Responding to Graham's questions, state air pollution regulator Myra Reece said a person who plans to build a 20-unit apartment complex or someone trying to open a 200-seat restaurant would have to comply with the EPA greenhouse gas rules.
"You're going to wake up and you're going to find yourself regulated for greenhouse gases," said Reece, who is with the S.C. Department of Health and Environmental Control.."
The bulk of the nation's greenhouse gas pollution, including carbon dioxide, comes from major factories and power plants, as well as cars.
In addition to their potential impact on small businesses, the new rules could delay DHEC from issuing air pollution permits for major new industries, Reece said.
Boeing, a recent economic development coup for South Carolina, received air permits in 22 days, agency officials said. But under the EPA greenhouse gas rules, that could take three years, DHEC officials said.
Agency officials, like their counterparts in some states, also say the new EPA regulations could increase their workload 150 percent or more for new construction permits.
"Sometimes I think EPA doesn't think through the full circle," Reece said. "They just want to do something."
Not everyone shares the same concerns. In fact, the new EPA rules will make a big difference in protecting public health and the environment, said Bill Becker, director of the National Association of Clean Air Agencies in Washington, D.C.
"It's very important for EPA to continue its regulatory authority to reduce greenhouse gases as a transition to new legislation," said Becker, whose group represents state air pollution control agencies from across the country.
Becker challenged DHEC's assertion that the rules will affect small businesses.
The EPA has proposed exempting small businesses from the new greenhouse gas regulations, he said.
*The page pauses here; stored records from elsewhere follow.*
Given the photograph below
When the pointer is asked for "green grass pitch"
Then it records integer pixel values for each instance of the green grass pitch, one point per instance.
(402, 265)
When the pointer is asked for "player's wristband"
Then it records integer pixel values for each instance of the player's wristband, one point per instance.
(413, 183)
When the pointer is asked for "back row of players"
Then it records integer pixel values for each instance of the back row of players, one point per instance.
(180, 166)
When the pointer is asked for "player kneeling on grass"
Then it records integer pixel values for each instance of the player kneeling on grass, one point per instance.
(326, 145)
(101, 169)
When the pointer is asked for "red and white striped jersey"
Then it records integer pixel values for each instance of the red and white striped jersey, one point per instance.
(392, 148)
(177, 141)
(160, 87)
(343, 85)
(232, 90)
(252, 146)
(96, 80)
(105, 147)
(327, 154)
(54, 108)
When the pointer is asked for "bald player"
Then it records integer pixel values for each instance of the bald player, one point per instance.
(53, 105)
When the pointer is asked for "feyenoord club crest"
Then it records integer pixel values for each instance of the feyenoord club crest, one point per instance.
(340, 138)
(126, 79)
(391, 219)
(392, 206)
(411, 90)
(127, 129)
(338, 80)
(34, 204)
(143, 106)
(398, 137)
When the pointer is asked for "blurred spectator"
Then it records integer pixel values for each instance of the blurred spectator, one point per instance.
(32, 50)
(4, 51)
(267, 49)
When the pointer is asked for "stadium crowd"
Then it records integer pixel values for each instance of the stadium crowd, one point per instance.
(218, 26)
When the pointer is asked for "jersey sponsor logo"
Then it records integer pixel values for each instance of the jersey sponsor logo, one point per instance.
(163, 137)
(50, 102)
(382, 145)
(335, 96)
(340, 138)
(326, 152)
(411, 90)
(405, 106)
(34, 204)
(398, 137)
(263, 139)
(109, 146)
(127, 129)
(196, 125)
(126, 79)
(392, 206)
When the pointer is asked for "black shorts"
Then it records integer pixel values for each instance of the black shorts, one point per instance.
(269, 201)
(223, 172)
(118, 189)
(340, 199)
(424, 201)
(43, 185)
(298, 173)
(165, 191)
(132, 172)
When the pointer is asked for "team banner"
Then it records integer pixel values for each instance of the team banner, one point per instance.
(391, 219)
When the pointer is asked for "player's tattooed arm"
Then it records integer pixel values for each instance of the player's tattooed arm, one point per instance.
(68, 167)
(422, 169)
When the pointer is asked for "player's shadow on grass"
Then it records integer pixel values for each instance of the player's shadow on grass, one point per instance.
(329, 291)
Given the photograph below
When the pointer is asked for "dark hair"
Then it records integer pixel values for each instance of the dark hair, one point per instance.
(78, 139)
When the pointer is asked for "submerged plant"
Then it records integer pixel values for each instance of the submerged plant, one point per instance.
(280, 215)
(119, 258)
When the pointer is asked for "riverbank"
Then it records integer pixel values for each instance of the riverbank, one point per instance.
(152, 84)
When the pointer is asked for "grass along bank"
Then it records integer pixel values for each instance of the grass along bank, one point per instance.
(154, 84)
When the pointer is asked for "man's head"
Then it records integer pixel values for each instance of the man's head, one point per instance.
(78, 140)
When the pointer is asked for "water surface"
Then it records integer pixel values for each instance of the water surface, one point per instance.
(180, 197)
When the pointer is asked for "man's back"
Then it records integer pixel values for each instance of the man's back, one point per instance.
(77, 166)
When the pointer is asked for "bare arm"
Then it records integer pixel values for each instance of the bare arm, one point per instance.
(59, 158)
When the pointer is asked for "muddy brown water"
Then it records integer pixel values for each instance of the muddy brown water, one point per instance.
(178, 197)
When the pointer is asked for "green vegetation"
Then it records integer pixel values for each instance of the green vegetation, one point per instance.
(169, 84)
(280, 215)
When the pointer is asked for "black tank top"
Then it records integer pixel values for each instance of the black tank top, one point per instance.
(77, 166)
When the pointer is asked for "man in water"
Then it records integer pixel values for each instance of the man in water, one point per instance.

Although the exemption is not permanent, Becker said it should be good for five to six years. By then, Congress will have had time to fill in any gaps to exempt small businesses permanently, he said.
"Every credible stakeholder understands that these (small) sources should be exempt from regulation," he said.
After Monday's meeting, Graham said his bill would require oil companies that produce carbon to pay a fee, with the proceeds going to retire the national debt or for low income people "to deal with their energy needs." Utilities also would have a limited cap on carbon dioxide emissions, he said.
But the bill also would allow for more offshore drilling and emphasize nuclear power and alternative energy, Graham said, adding it will encourage investment in alternative and nuclear energies.